Update config.yaml so the training section points at this example's source directory:

sagemaker:
  training:
    image_uri: 763104351884.dkr.ecr.us-east-1.amazonaws.com/pytorch-training:2.6-cpu-py312-ubuntu22.04-sagemaker-v1
    instance_type: ml.g4dn.xlarge
    instance_count: 1
    source_dir: examples/meter-detection/source
    entry_point: train.py
    hyperparameters:
      model: yolo26n.pt
      epochs: 25
      imgsz: 640
      batch: 16
      workers: 2

Use yolo26n.pt for a lightweight first YOLO26 run.
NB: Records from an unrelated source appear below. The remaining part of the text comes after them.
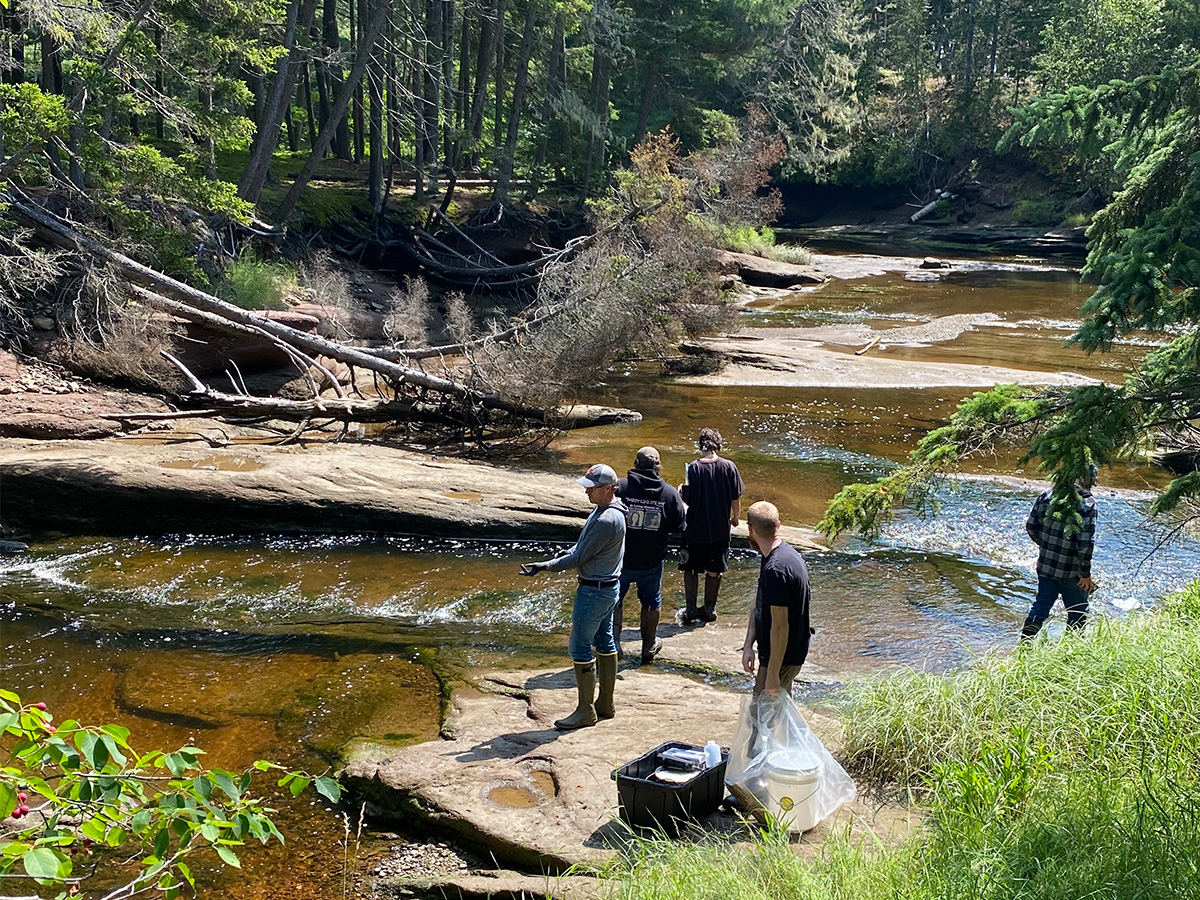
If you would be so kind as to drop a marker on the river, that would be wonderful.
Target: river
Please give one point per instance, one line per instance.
(283, 648)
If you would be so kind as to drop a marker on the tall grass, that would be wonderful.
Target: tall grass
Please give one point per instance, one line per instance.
(1123, 691)
(1068, 771)
(256, 285)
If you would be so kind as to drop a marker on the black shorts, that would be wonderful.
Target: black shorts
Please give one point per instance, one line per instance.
(712, 557)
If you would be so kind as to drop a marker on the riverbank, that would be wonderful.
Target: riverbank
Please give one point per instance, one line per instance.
(161, 486)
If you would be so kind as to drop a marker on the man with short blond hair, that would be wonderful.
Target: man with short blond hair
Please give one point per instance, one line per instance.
(779, 623)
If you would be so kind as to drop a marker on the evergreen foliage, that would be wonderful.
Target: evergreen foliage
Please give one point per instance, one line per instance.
(1144, 250)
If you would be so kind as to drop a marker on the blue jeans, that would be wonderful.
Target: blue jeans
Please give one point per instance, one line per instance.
(1074, 598)
(592, 622)
(649, 586)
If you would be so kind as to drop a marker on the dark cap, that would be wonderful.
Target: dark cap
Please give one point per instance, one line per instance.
(648, 460)
(598, 474)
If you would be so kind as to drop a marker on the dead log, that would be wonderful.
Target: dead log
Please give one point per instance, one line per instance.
(57, 232)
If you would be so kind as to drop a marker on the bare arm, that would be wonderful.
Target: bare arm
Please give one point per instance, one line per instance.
(748, 647)
(778, 647)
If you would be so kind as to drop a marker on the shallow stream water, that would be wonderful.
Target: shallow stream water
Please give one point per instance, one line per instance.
(288, 648)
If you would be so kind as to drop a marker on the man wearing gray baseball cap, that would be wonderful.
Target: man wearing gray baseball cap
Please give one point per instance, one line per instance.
(598, 556)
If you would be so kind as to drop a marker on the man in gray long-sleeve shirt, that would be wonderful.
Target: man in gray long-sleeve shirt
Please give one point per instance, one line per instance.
(598, 556)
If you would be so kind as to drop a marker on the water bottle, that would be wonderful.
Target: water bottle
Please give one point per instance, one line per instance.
(712, 754)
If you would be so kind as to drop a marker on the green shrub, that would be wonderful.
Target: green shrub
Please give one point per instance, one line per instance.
(1127, 689)
(255, 285)
(1065, 771)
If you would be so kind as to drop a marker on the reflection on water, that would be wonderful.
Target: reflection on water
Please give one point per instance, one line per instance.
(289, 648)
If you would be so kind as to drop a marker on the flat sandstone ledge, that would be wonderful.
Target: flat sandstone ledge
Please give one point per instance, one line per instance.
(544, 801)
(138, 487)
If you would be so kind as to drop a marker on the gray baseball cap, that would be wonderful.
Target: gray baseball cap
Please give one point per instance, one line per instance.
(598, 474)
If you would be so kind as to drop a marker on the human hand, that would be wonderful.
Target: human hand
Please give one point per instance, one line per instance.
(748, 659)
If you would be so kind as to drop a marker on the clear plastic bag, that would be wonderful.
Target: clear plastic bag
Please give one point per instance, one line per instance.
(779, 766)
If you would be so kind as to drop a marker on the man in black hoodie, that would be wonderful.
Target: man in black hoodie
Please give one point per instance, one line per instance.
(654, 510)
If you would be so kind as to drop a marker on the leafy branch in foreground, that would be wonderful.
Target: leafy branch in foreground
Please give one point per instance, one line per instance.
(1144, 250)
(71, 792)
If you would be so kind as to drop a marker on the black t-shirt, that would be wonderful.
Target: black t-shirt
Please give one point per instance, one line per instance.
(653, 510)
(784, 581)
(709, 489)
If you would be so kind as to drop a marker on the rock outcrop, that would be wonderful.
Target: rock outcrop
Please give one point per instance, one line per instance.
(132, 487)
(766, 273)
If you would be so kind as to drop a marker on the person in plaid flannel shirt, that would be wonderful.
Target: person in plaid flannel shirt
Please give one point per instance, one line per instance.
(1065, 561)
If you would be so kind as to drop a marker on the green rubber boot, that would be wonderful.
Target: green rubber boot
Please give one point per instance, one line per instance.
(585, 714)
(606, 673)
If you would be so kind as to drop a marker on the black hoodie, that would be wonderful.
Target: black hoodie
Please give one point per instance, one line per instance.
(654, 510)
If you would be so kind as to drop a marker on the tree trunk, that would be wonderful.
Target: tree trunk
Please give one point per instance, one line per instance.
(204, 94)
(160, 123)
(601, 73)
(250, 189)
(360, 132)
(333, 41)
(643, 115)
(52, 67)
(448, 99)
(307, 105)
(501, 61)
(417, 58)
(519, 91)
(487, 35)
(431, 88)
(15, 40)
(375, 96)
(556, 78)
(339, 109)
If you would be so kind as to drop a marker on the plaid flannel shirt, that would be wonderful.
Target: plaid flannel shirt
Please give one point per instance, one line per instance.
(1061, 556)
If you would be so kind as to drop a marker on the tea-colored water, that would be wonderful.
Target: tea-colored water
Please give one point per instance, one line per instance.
(289, 648)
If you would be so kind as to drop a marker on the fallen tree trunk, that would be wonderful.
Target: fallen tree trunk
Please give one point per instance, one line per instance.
(57, 232)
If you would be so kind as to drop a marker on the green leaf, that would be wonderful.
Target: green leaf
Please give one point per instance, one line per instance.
(226, 784)
(141, 821)
(46, 864)
(175, 765)
(329, 789)
(95, 829)
(161, 843)
(298, 785)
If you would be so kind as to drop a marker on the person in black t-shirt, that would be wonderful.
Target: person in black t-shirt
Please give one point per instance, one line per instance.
(653, 511)
(779, 624)
(712, 489)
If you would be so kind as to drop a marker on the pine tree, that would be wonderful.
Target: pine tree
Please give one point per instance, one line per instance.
(1144, 250)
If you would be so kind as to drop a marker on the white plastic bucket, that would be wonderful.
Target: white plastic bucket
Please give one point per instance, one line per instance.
(791, 781)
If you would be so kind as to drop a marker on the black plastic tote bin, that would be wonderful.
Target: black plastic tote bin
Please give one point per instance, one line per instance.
(654, 804)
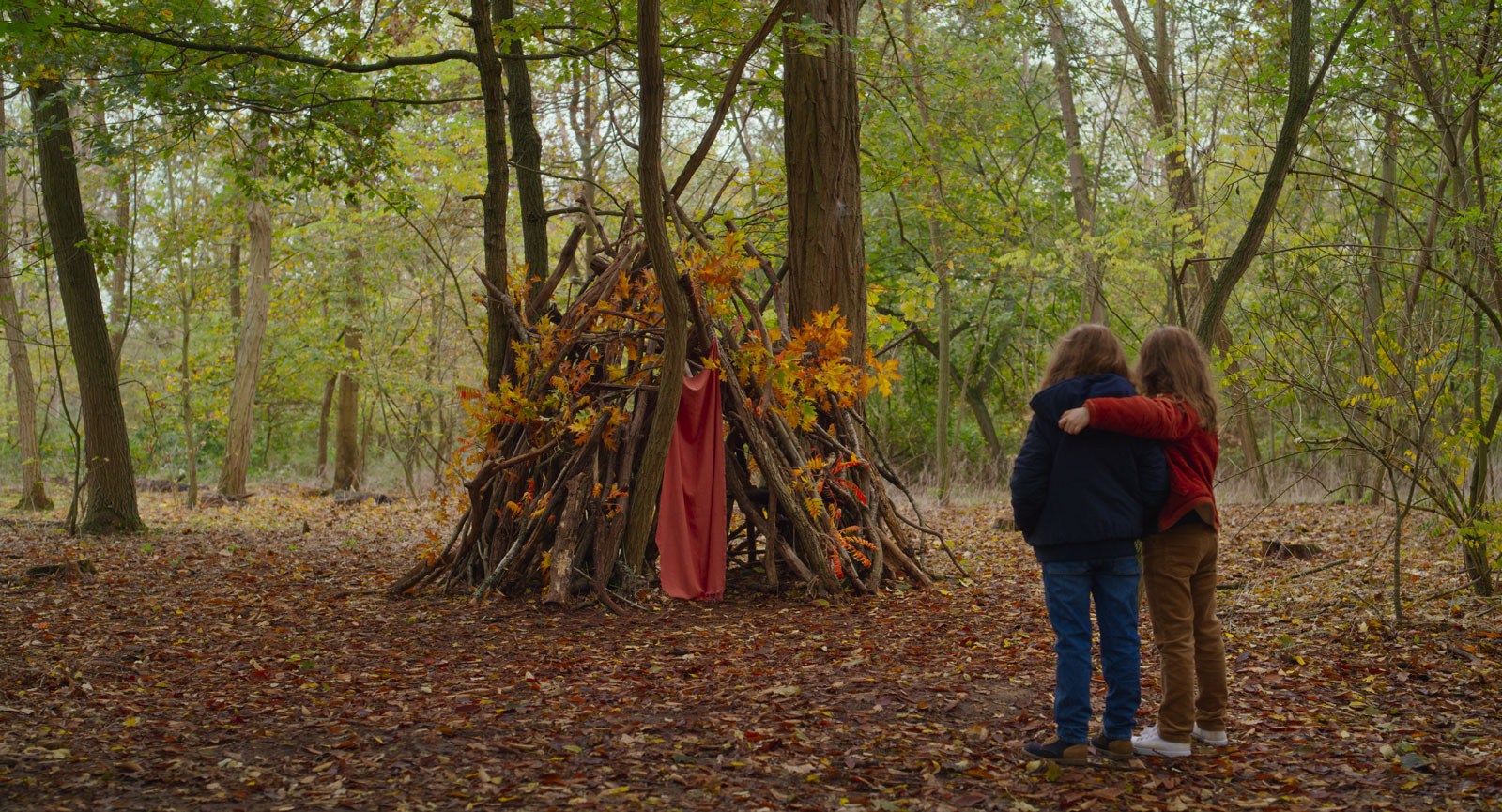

If those weights are unavailable in the installed Ultralytics package, use yolo11n.pt as the established fallback:

      model: yolo11n.pt

The source/requirements.txt file is installed by the SageMaker PyTorch container before running train.py.

For a CPU smoke test, use a CPU instance and reduce the workload:

sagemaker:
  training:
    image_uri: 763104351884.dkr.ecr.us-east-1.amazonaws.com/pytorch-training:2.6-cpu-py312-ubuntu22.04-sagemaker-v1
    instance_type: ml.m4.xlarge
    instance_count: 1
    source_dir: examples/meter-detection/source
    entry_point: train.py
    hyperparameters:
      model: yolo26n.pt
      epochs: 1
      imgsz: 320
      batch: 4
      workers: 2

3. Check Infrastructure

Confirm the CLI can see the configured SageMaker role and S3 bucket:

uv run qc-cli infra status --config config.yaml

4. Upload The Dataset

Upload the downloaded Roboflow dataset to the s3.data_prefix configured in config.yaml:

uv run qc-cli upload examples/meter-detection/data/electric-meter-detection --config config.yaml

Directory uploads preserve paths relative to the uploaded directory, so SageMaker receives the dataset root with data.yaml plus the split directories.

5. Start Training

Submit the SageMaker training job:

uv run qc-cli train start --config config.yaml

The command prints the submitted SageMaker job name. Check progress with:

uv run qc-cli train status --config config.yaml

Or pass the job name explicitly:

uv run qc-cli train status qc-cli-YYYYMMDD-HHMMSS --config config.yaml

Outputs

When the job completes, SageMaker packages the files written under /opt/ml/model into model.tar.gz.

This example writes:

best.pt
model.onnx
metrics.json

The archive is stored under the configured s3.model_prefix.

Training Hyperparameters

Values under sagemaker.training.hyperparameters are passed to source/train.py as command-line arguments.

Name Type Default Description
model string yolo26n.pt Ultralytics model weights or model YAML.
epochs int 25 Number of training epochs.
imgsz int 640 Square training image size.
batch int 16 Images per training batch.
workers int 2 DataLoader worker count.
patience int 20 Early stopping patience.
device string auto Optional Ultralytics device value such as 0 or cpu.
data-yaml string auto Optional path to data.yaml; normally discovered from SM_CHANNEL_TRAIN.

Do not set train-dir or model-dir in normal SageMaker runs. SageMaker sets those automatically through SM_CHANNEL_TRAIN and SM_MODEL_DIR.